I bought a bunch of theater-like candy and some microwave popcorn. Then I went to the video store and picked up three discount movies. The piece de resistance was going to be a gift card to the local theater and it was all going to be placed in one of those gargantuan popcorn buckets because I wanted that touch of authenticity. That's just how I am.
So I go to the cineplex and tell the ticket-taker guy that I'm not going to a movie, I just want an empty popcorn bucket for this gift I'm putting together. "Will they sell me one?" I ask.
"Yeah, sure. Just tell 'em what it's for," he says. I head to the counter, wait in line, and when I get up there, I explain the whole thing.
The kid's like seventeen and he doesn't appear to be listening at all. "Six-fifty," he mumbles.
"No, I don't want any popcorn. I just want the bucket."

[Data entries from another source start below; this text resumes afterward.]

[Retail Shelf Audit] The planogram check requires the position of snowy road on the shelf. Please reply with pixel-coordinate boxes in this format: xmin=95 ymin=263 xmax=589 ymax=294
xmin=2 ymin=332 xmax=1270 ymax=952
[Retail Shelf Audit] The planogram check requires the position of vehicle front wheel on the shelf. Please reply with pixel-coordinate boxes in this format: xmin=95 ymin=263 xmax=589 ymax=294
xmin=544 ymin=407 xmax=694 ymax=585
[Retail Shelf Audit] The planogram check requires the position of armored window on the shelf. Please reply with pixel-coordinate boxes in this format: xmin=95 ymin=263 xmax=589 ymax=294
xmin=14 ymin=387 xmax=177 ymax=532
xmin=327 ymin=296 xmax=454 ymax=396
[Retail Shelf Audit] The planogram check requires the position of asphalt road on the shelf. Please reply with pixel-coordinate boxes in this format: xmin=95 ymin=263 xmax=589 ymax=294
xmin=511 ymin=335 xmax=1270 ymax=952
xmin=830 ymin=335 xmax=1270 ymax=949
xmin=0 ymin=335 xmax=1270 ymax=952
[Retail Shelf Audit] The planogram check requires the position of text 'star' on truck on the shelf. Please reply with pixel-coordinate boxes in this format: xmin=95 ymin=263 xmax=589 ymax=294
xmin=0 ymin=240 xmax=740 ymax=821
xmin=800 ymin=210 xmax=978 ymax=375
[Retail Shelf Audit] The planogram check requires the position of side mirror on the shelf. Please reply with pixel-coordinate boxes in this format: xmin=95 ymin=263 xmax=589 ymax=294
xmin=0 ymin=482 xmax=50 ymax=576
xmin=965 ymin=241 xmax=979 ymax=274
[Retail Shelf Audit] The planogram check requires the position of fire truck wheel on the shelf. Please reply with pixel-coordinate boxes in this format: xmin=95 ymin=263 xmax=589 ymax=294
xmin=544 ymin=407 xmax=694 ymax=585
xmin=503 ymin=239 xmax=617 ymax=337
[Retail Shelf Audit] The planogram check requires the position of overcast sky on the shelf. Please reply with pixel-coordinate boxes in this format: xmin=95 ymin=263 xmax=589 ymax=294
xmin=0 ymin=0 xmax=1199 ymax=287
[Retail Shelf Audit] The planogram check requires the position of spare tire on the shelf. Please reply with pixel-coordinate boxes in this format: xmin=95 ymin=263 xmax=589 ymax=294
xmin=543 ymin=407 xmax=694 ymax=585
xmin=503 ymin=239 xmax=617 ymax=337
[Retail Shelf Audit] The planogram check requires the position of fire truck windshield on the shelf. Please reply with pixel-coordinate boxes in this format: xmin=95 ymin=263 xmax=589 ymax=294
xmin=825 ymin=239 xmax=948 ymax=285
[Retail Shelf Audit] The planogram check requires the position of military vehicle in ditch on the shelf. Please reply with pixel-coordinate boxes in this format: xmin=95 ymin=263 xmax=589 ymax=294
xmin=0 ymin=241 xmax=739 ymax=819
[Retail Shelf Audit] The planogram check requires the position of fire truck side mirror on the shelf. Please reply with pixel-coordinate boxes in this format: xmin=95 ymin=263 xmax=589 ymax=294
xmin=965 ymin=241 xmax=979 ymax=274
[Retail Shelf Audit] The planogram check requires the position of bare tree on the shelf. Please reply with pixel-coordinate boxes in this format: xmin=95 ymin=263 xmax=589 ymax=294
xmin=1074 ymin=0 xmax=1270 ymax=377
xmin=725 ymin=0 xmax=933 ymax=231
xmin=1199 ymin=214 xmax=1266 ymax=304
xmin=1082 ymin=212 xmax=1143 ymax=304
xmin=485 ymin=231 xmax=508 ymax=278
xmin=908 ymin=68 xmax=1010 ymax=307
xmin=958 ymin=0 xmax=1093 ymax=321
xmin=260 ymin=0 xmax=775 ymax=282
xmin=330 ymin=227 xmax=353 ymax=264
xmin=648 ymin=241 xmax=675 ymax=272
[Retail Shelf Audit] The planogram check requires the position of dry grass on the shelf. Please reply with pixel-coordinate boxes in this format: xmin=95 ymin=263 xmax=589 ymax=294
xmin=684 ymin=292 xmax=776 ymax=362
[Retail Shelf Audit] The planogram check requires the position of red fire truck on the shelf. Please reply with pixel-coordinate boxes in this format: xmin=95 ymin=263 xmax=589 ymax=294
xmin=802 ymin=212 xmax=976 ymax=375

"Six-fifty," he says again.
"For the bucket?"
Well what was I supposed to do? My options were as follows:
1. I could leave and sacrifice the authenticity of the gift and just wrap it conventionally.
2. I could pay six-fifty for a flipping empty tub.
3. I could throw a fit and talk to a manager and be one of Those People whose own petty problem becomes the problem of every person waiting in line behind him.
4. Or I could say, "Well, you might as well fill it up then," eat the popcorn, and then use the butter-stained tub to hold the gift.
Didn't seem like much of a choice to me. Not only did the butter smears add just the right amount of additional authenticity, butter makes everything at least three times better. If I ever start a rebellion, I'm calling it the Bacon-Butter Rebellion.
And instead of guns, I'll arm myself with awesome.